I review the effects of past environmental conditions on traits and performance in decapod crustaceans. I consider two critical points of the life cycle: the hatching of larvae and the metamorphosis to the juvenile phase. Biomass at hatching, larval developmental rates, and tolerance to food limitation are positively correlated with egg biomass. In estuarine crabs, larval performance may result from the combined effects of osmotic conditions on the allocation of reserves per egg, the loss of biomass during embryogenesis, and the acclimation state of individuals. The ability to acclimate varies intraspecifically, among broods from different estuaries. Effects of larval environment on performance of juveniles may occur as the consequence of responses to parental habitat cues or variable larval development. Lack of parental cues leads to a delay in the metamorphosis, to reduced size and biomass. Variability in larval development, i.e. the existence of alternative developmental pathways with varying number of stages, produces a complex effect.

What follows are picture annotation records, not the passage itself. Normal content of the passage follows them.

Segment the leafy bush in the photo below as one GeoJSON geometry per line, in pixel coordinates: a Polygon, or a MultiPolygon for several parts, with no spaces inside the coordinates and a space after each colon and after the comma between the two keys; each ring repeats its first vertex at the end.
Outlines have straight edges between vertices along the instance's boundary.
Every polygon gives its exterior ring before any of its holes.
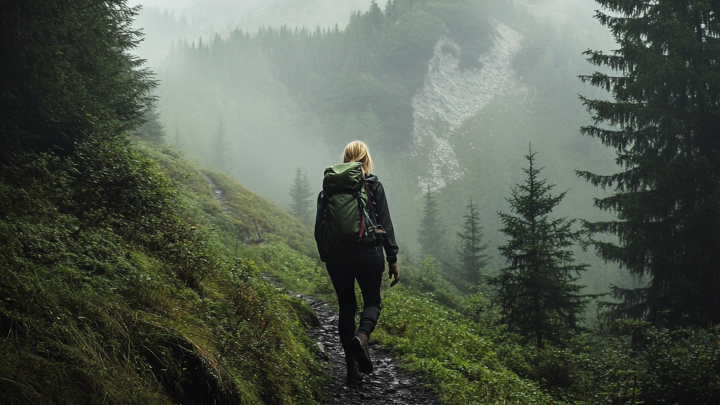
{"type": "Polygon", "coordinates": [[[182,199],[120,140],[8,162],[0,401],[315,403],[323,373],[293,304],[182,199]]]}

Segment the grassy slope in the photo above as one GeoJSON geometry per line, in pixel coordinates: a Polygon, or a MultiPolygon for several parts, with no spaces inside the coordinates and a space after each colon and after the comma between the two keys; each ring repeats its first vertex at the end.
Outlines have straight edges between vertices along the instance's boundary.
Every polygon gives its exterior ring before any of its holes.
{"type": "Polygon", "coordinates": [[[302,305],[230,254],[193,165],[111,143],[1,174],[0,402],[315,403],[302,305]]]}
{"type": "MultiPolygon", "coordinates": [[[[168,165],[159,156],[161,165],[168,165]]],[[[293,290],[333,300],[332,286],[324,266],[317,261],[311,230],[229,177],[210,170],[203,173],[225,192],[227,215],[208,220],[215,226],[236,226],[235,234],[251,231],[252,219],[257,220],[261,236],[266,242],[241,246],[240,254],[252,257],[258,267],[293,290]],[[232,218],[235,222],[223,223],[232,218]],[[222,220],[222,221],[221,221],[222,220]],[[225,223],[223,225],[223,223],[225,223]],[[243,231],[244,228],[244,231],[243,231]]],[[[176,176],[170,172],[172,177],[176,176]]],[[[207,183],[199,173],[187,192],[207,195],[207,183]],[[192,190],[191,190],[192,189],[192,190]],[[193,191],[193,190],[194,191],[193,191]]],[[[189,198],[197,198],[190,195],[189,198]]],[[[207,202],[205,210],[217,215],[220,208],[207,202]]],[[[406,278],[419,279],[420,270],[401,264],[406,278]]],[[[477,321],[467,313],[438,304],[432,294],[402,287],[388,288],[384,283],[384,306],[380,329],[374,335],[388,349],[407,362],[408,367],[420,373],[444,404],[546,404],[550,397],[534,383],[510,371],[508,361],[523,367],[517,339],[503,342],[509,335],[490,326],[490,315],[477,321]],[[438,344],[438,342],[441,344],[438,344]],[[505,359],[509,356],[510,360],[505,359]]],[[[466,306],[477,311],[487,305],[482,295],[469,299],[466,306]]],[[[528,366],[525,366],[528,367],[528,366]]]]}

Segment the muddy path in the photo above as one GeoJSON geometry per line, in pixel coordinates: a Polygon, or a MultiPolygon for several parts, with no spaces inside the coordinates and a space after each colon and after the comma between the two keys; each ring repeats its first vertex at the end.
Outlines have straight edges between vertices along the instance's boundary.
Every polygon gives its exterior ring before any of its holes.
{"type": "MultiPolygon", "coordinates": [[[[226,212],[225,192],[210,176],[204,176],[213,195],[226,212]]],[[[275,280],[269,280],[276,284],[275,280]]],[[[330,380],[325,386],[325,398],[321,404],[377,405],[434,405],[435,396],[417,377],[400,369],[398,361],[380,349],[370,338],[370,355],[374,371],[364,375],[360,385],[346,383],[346,369],[343,348],[338,337],[338,313],[328,304],[316,298],[295,295],[305,301],[318,316],[319,325],[307,330],[307,334],[320,349],[320,361],[325,363],[330,380]]],[[[382,318],[381,318],[382,321],[382,318]]]]}
{"type": "Polygon", "coordinates": [[[374,370],[364,375],[359,386],[345,382],[346,369],[343,348],[338,338],[338,314],[327,303],[302,297],[320,320],[320,326],[308,330],[323,353],[330,380],[325,386],[323,404],[424,405],[436,404],[434,396],[410,373],[401,370],[397,360],[379,349],[370,337],[370,356],[374,370]]]}

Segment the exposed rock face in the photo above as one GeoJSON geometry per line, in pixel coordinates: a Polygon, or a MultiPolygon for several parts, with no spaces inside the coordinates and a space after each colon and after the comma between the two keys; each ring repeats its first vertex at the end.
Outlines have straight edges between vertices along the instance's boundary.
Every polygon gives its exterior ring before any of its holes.
{"type": "Polygon", "coordinates": [[[495,24],[494,43],[480,56],[480,69],[459,68],[462,51],[449,37],[442,36],[435,45],[425,82],[413,98],[415,143],[428,151],[428,172],[418,177],[423,192],[438,191],[462,175],[451,136],[512,84],[510,62],[520,50],[522,35],[501,22],[495,24]]]}

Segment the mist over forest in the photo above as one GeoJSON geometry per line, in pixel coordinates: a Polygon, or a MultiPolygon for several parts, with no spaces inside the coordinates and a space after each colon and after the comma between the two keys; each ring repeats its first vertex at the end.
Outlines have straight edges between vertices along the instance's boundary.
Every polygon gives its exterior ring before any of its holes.
{"type": "Polygon", "coordinates": [[[0,16],[0,404],[720,403],[720,1],[0,16]]]}
{"type": "MultiPolygon", "coordinates": [[[[296,168],[307,171],[317,193],[342,148],[365,141],[397,213],[401,246],[416,257],[428,187],[449,249],[471,197],[492,249],[502,243],[497,213],[508,209],[531,143],[543,175],[557,190],[570,189],[557,215],[607,218],[593,207],[603,191],[575,175],[614,166],[611,151],[579,134],[589,114],[578,94],[606,97],[577,79],[593,71],[581,53],[613,45],[592,17],[594,3],[472,2],[456,24],[460,12],[431,5],[367,28],[384,6],[372,4],[143,4],[135,24],[146,37],[138,53],[161,81],[157,110],[168,141],[284,207],[296,168]],[[401,33],[408,29],[417,33],[401,33]],[[221,125],[220,156],[213,140],[221,125]]],[[[631,282],[594,254],[578,254],[593,264],[584,275],[593,293],[631,282]]],[[[493,267],[503,265],[492,257],[493,267]]]]}

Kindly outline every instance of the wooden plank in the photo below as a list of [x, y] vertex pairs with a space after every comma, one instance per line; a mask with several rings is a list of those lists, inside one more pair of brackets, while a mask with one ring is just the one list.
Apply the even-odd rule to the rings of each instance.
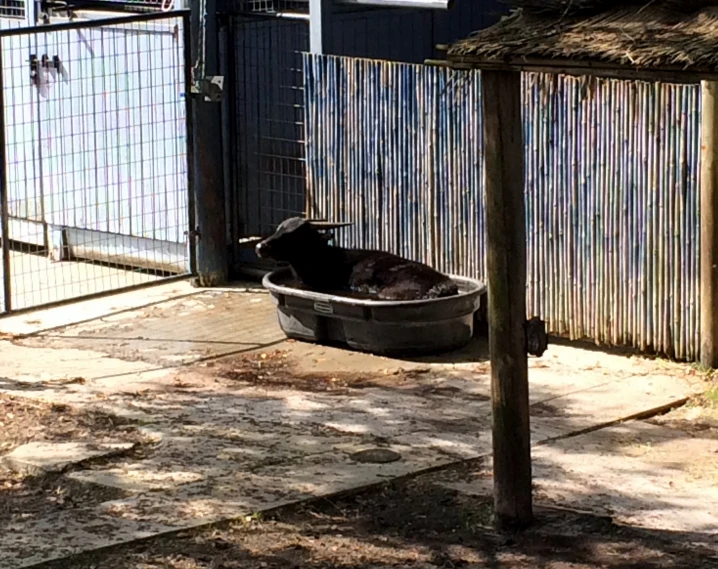
[[718, 83], [701, 83], [701, 364], [718, 367]]
[[502, 527], [533, 518], [526, 323], [521, 74], [482, 73], [494, 506]]

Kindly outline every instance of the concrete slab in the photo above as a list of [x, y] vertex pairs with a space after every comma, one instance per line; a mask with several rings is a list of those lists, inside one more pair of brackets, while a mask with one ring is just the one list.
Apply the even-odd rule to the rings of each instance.
[[177, 366], [249, 352], [285, 339], [268, 294], [208, 290], [41, 332], [19, 343]]
[[30, 475], [61, 472], [93, 458], [130, 450], [133, 446], [132, 443], [33, 442], [19, 446], [3, 456], [2, 464]]

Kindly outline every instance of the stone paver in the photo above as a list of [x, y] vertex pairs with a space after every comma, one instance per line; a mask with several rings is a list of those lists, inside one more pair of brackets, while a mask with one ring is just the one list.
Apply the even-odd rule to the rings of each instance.
[[33, 442], [17, 447], [2, 457], [2, 463], [25, 474], [61, 472], [93, 458], [108, 457], [130, 450], [132, 443]]

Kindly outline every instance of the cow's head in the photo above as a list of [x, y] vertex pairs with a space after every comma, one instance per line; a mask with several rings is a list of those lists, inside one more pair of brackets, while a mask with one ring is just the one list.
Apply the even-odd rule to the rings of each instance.
[[262, 259], [291, 263], [302, 257], [311, 257], [317, 249], [327, 246], [331, 235], [322, 233], [322, 230], [347, 225], [351, 224], [290, 217], [280, 223], [272, 235], [258, 243], [255, 252]]

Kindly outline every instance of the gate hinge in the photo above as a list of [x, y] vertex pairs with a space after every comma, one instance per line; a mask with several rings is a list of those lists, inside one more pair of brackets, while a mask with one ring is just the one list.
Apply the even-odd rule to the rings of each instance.
[[548, 348], [546, 322], [538, 316], [534, 316], [526, 321], [524, 331], [526, 332], [526, 352], [540, 358]]
[[194, 229], [185, 231], [184, 234], [185, 237], [187, 237], [188, 239], [200, 239], [202, 237], [202, 234], [199, 231], [199, 226], [195, 227]]

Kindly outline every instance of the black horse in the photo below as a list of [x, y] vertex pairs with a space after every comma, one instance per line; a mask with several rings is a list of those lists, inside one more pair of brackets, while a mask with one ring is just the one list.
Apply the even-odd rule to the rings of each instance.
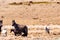
[[48, 34], [50, 34], [50, 30], [46, 27], [46, 32], [48, 33]]
[[15, 22], [15, 20], [13, 20], [12, 21], [12, 26], [14, 26], [15, 29], [11, 29], [11, 32], [13, 31], [15, 36], [17, 34], [22, 35], [22, 36], [27, 36], [28, 35], [28, 28], [27, 28], [26, 25], [19, 25]]

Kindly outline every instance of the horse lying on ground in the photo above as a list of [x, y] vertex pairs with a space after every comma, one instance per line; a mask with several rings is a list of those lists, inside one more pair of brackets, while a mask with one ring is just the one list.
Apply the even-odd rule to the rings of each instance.
[[15, 22], [15, 20], [13, 20], [12, 21], [12, 26], [14, 26], [15, 29], [11, 29], [11, 32], [13, 31], [15, 36], [17, 34], [22, 35], [22, 36], [27, 36], [28, 35], [28, 28], [27, 28], [26, 25], [19, 25]]

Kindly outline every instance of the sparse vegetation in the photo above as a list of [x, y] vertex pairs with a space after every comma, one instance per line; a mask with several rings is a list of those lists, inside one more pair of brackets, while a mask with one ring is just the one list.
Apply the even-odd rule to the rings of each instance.
[[22, 5], [22, 4], [24, 4], [24, 5], [30, 5], [30, 4], [41, 4], [41, 3], [50, 4], [50, 3], [55, 3], [55, 2], [32, 2], [32, 1], [29, 1], [29, 2], [20, 2], [20, 3], [13, 2], [13, 3], [9, 3], [9, 4], [10, 5]]

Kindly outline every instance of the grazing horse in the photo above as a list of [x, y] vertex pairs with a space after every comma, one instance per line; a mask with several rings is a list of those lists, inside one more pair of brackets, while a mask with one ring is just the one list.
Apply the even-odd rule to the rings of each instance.
[[15, 36], [17, 34], [20, 34], [22, 36], [27, 36], [28, 35], [28, 28], [27, 28], [26, 25], [19, 25], [15, 22], [15, 20], [13, 20], [12, 21], [12, 26], [14, 26], [15, 29], [12, 29], [11, 31], [14, 32]]

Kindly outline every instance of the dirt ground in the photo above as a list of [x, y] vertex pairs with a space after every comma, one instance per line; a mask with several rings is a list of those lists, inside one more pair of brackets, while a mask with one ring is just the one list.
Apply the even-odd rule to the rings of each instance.
[[[11, 25], [12, 20], [24, 25], [60, 25], [60, 4], [9, 5], [13, 1], [0, 0], [0, 20], [3, 20], [3, 25]], [[60, 40], [60, 28], [50, 29], [50, 34], [48, 34], [43, 27], [32, 27], [30, 27], [27, 37], [14, 36], [14, 33], [10, 33], [10, 29], [8, 29], [8, 35], [0, 36], [0, 40]]]

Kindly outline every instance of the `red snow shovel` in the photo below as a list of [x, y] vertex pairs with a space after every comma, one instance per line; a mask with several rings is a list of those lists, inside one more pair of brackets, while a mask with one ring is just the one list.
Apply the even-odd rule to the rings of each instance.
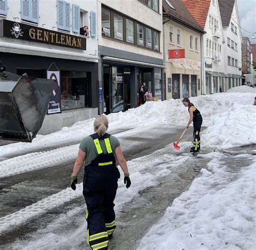
[[186, 130], [187, 130], [187, 127], [185, 129], [184, 131], [183, 131], [183, 133], [181, 134], [181, 136], [179, 138], [179, 140], [178, 140], [178, 141], [176, 143], [175, 143], [174, 141], [172, 143], [173, 144], [173, 146], [177, 150], [179, 150], [180, 148], [180, 147], [179, 147], [179, 146], [178, 146], [178, 144], [180, 141], [180, 140], [181, 139], [183, 136], [184, 135], [185, 132], [186, 132]]

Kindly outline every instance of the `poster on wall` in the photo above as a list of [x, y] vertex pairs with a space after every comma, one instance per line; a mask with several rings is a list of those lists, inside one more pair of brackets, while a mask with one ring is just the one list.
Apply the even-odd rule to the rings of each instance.
[[50, 99], [48, 114], [60, 113], [60, 86], [59, 70], [55, 63], [52, 63], [47, 70], [47, 79], [51, 79], [57, 82], [58, 87], [52, 90], [52, 94]]
[[172, 92], [172, 78], [168, 78], [168, 92]]

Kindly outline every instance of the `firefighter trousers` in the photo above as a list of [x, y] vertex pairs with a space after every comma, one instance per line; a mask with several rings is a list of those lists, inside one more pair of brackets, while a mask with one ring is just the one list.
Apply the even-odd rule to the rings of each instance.
[[200, 131], [202, 125], [203, 119], [200, 114], [197, 116], [197, 119], [193, 120], [193, 126], [194, 131], [193, 132], [193, 151], [194, 152], [199, 151], [200, 149], [201, 141], [200, 139]]
[[86, 166], [83, 194], [87, 209], [87, 242], [92, 249], [107, 249], [116, 228], [113, 202], [120, 173], [113, 166]]

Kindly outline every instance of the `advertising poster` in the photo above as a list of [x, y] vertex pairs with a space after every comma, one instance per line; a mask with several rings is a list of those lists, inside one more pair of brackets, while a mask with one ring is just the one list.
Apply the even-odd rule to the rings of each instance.
[[59, 79], [59, 70], [56, 64], [52, 63], [47, 70], [47, 78], [55, 80], [58, 87], [52, 90], [52, 94], [50, 99], [48, 114], [60, 113], [60, 86]]

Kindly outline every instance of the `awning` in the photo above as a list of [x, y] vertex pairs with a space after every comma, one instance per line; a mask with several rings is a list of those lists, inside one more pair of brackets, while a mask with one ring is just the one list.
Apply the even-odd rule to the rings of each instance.
[[112, 57], [110, 56], [104, 56], [102, 57], [103, 60], [119, 62], [123, 63], [127, 63], [129, 64], [134, 64], [142, 66], [147, 66], [149, 67], [163, 67], [165, 68], [165, 65], [161, 65], [160, 64], [154, 64], [153, 63], [144, 63], [143, 62], [134, 61], [133, 60], [128, 60], [127, 59], [118, 58], [117, 57]]
[[193, 75], [194, 73], [194, 71], [193, 69], [190, 66], [186, 64], [183, 64], [182, 66], [185, 69], [185, 72], [186, 75]]
[[172, 62], [172, 64], [173, 66], [173, 69], [172, 69], [172, 73], [173, 74], [184, 74], [185, 73], [184, 68], [182, 66], [181, 64], [173, 62]]
[[190, 65], [190, 66], [194, 70], [194, 75], [200, 75], [201, 70], [200, 67], [198, 67], [196, 65]]

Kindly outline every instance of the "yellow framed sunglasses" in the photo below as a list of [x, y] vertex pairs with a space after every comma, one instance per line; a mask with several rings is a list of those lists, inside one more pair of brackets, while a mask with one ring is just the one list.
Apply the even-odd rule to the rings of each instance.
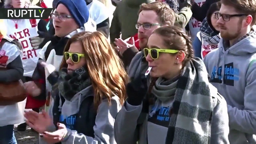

Longer pathways are followed more frequently if larvae hatch with low biomass or if they experience food or osmotic stress. Larvae following a long pathway may metamorphose later but with an increased size and biomass, and a high tolerance of food limitation. Field-oriented approaches to evaluate the effects of past environmental conditions on present performance are, in decapod crustaceans, indeed a great challenge due to the mobility of most of the life stages. Ongoing research in this topic evaluates the natural patterns of variability in quality of settling larvae, and the consequences for juvenile survival and growth.